Una delle sedi di Standard & Poor's

L’agenzia di rating Standard & Poor’s ha confermato il rating BBB- con outlook stabile alla Regione Umbria, pari a quello della Repubblica italiana. Lo rende noto la stessa Regione. Motivando il giudizio, l’agenzia afferma che «la Regione Umbria ha una forte gestione finanziaria anche nel settore della sanità, una eccezionale liquidità, un livello molto basso di debito e di passività potenziali. La prudente gestione manageriale ha contribuito in modo significativo ai risultati di bilancio e al mantenimento degli equilibri nella sanità. I risultati di bilancio consentono di esprimere una previsione di stabilità anche per il prossimo futuro. Anche se i margini di flessibilità di bilancio sono deboli – prosegue S&P – la Regione Umbria ha ancora una potenzialità fiscale elevata anche se l’orientamento è quello di agire sul contenimento delle spese piuttosto che sulla leva fiscale». Inoltre, anche quest’anno, riferisce la Regione, «l’agenzia ha precisato nel proprio comunicato che il livello di rating attribuito alla Regione è dovuto unicamente alla metodologia utilizzata di porre come ‘cap’, per il rating delle amministrazioni locali e regionali italiani, quello della Repubblica italiana, tenuto conto del livello di dipendenza delle stesse dalle manovre finanziarie del governo centrale. S&P afferma, infatti – conclude la Regione – che, in assenza di un limite sovrano della Repubblica italiana, il rating intrinseco assegnato alla Regione, viene confermato pari ad A+». In sintesi, inevitabilmente il giudizio sulla Regione, come sulle altre, è legato a quello dell’intera Repubblica.

Marini soddisfatta Un giudizio che nel complesso soddisfa la presidente della Regione Catiuscia Marini, che nel pomeriggio di sabato incontrerà i presidenti di Marche e Toscana per un primo summit con all’ordine del giorno il dossier della Macroregione: «Sono molto orgogliosa – dice Marini – del rating assegnato: è il frutto di un positivo e grande lavoro di questi sei anni, nei quali abbiamo attuato una rigorosa gestione finanziaria, a partire dalla spesa sanitaria». Un «risultato importante» secondo la presidente, «che premia la tenacia con la quale in questi anni abbiamo affrontato le politiche di bilancio e di spesa, cercando di tenere i conti in ordine, senza compromettere la qualità e quantità dei servizi al cittadino.

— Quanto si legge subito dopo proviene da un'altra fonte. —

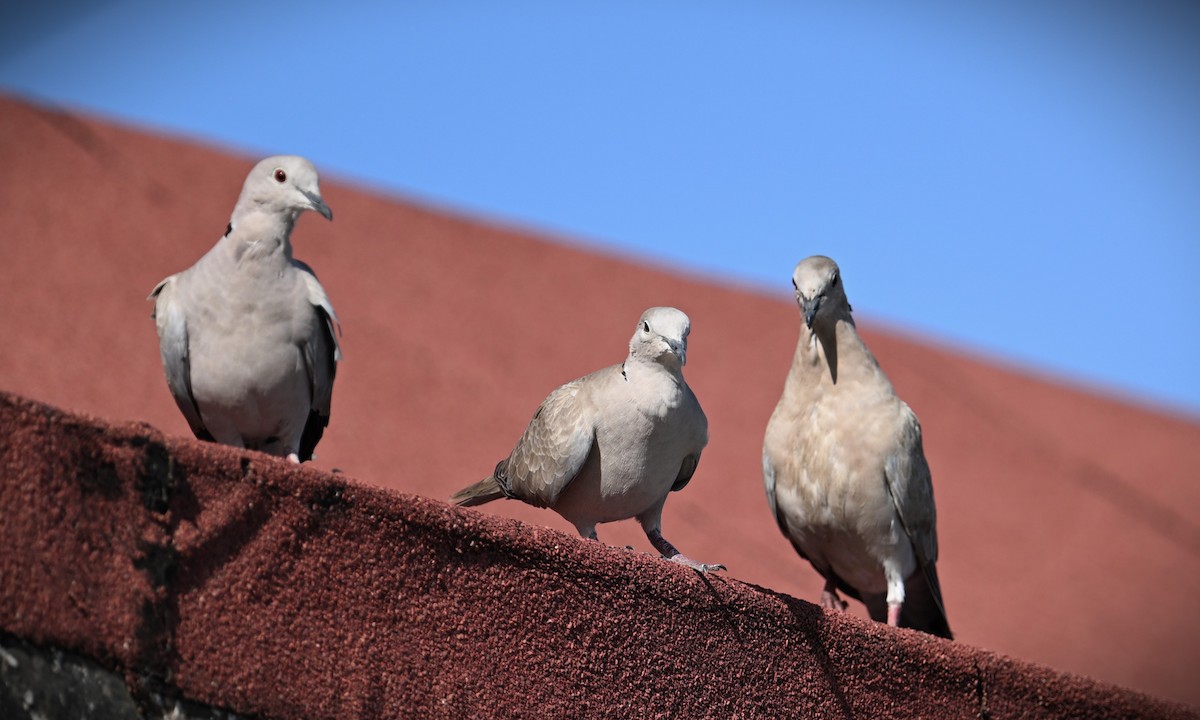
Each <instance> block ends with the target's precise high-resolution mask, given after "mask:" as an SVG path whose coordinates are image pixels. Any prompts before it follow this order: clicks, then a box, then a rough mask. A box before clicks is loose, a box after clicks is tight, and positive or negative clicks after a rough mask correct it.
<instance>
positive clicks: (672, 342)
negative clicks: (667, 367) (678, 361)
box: [667, 340, 688, 365]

E di questo l’agenzia Standard&Poor’s ci dà atto. Soprattutto la conferma del rating alla Regione Umbria dimostra la grande managerialità delle nostre strutture tecniche regionali della sanità e delle politiche di bilancio, senza le quali sarebbe stato difficile ottenere questi risultati. Sono altresì soddisfatta – conclude la presidente Marini – perché, come conferma la stessa agenzia di rating, abbiamo raggiunto questo obiettivo mantenendo inalterata la leva fiscale regionale. Abbiamo quindi un bilancio sano e solido che ci fa guardare con fiducia il futuro e ci mette anche nelle condizioni di poter espandere le nostre politiche di sviluppo».